Self-Assembled, Fixed Heterojunctions in Organic Semiconducting Polymers

Introduction Polymer light-emitting electrochemical cells (LECs) are experiencing increasing scientific and industrial interest as solid-state sources of luminescence, thanks to their good electroluminescence efficiency, low driving voltages and ease of fabrication. While LECs as initially proposed are promising for low-cost display applications, a practical light-emitting device would feature a fixed, rather than dynamic, junction. This would allow for instantaneous light emission upon application of an external bias once an initial, one-time charging step has been performed. Additionally, the fixed heterojunctions lead to improved lifetime characteristics and stable efficiency at higher operating potentials. Therefore, a methodology for the creation of a fixed p-i-n junction in a polymer device will have a significant impact on the field of organic electronics. Technology description Glenn Bartholomew’s laboratory has created a process to create thermally stable fixed p-i-n junctions in commercially available semiconducting polymers.

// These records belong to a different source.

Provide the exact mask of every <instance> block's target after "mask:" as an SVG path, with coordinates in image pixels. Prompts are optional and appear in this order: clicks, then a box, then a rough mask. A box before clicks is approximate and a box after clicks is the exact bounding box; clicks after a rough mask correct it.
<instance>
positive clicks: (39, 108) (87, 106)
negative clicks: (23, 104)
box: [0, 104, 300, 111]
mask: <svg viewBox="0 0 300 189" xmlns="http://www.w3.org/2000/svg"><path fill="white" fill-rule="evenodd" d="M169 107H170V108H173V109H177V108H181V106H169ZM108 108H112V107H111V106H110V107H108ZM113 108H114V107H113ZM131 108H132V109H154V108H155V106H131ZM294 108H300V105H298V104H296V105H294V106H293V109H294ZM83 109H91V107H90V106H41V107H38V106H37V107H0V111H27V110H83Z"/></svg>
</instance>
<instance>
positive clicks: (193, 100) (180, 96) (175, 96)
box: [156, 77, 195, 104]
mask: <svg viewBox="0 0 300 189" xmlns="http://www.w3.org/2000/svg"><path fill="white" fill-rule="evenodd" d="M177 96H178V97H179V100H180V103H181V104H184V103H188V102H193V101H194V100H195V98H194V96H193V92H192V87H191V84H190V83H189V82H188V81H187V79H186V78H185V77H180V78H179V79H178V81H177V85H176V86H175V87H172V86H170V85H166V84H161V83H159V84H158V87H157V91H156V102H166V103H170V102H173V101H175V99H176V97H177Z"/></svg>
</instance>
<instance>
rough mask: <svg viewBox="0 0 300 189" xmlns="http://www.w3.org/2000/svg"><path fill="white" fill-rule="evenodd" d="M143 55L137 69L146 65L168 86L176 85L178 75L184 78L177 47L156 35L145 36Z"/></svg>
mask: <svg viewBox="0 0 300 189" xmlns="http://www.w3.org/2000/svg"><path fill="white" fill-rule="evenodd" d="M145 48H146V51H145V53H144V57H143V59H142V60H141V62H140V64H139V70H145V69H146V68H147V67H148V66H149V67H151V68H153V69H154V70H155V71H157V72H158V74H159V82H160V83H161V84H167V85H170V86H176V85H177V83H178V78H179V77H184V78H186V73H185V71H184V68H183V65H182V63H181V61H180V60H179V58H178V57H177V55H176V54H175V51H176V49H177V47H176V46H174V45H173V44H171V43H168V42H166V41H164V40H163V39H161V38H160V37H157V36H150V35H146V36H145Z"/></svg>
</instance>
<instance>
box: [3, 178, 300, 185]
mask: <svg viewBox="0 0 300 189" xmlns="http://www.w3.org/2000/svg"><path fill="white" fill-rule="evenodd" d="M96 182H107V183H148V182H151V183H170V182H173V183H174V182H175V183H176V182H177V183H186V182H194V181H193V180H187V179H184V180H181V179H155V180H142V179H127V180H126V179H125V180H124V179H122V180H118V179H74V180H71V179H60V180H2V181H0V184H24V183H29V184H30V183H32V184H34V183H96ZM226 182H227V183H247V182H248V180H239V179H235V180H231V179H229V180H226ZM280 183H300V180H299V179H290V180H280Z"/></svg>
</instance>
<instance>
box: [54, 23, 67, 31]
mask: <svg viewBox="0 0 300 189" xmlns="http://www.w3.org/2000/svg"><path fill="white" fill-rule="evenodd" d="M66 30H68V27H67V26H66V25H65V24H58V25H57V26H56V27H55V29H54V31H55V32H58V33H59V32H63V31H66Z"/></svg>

Unlike previously demonstrated LECs, these devices demonstrate junctions that are stable in both forward and reverse bias at room temperature, exhibit unipolar emission, and give rise to a significant photovoltaic effect. Business Opportunity Organic electronic materials and devices will be a multibillion dollar market in the next decade. The greatly simplified fabrication and ease with which homojunctions can be self-assembled using this method makes a wide range of photonic and electronic devices that utilize homojunctions not only possible, but cost-effective as well. Such devices could provide a wide range of functions for organic electronics such as rectification, amplification, switching, capacitance, and photovoltaic response. Intellectual Property Position The UW has a US patent pending on this technology. Related Publication Leger LM et al, Self-Assembled, Chemically Fixed Homojunctions in Semiconducting Polymers, Advanced Materials. 2006 November; 18(23):3130-3134.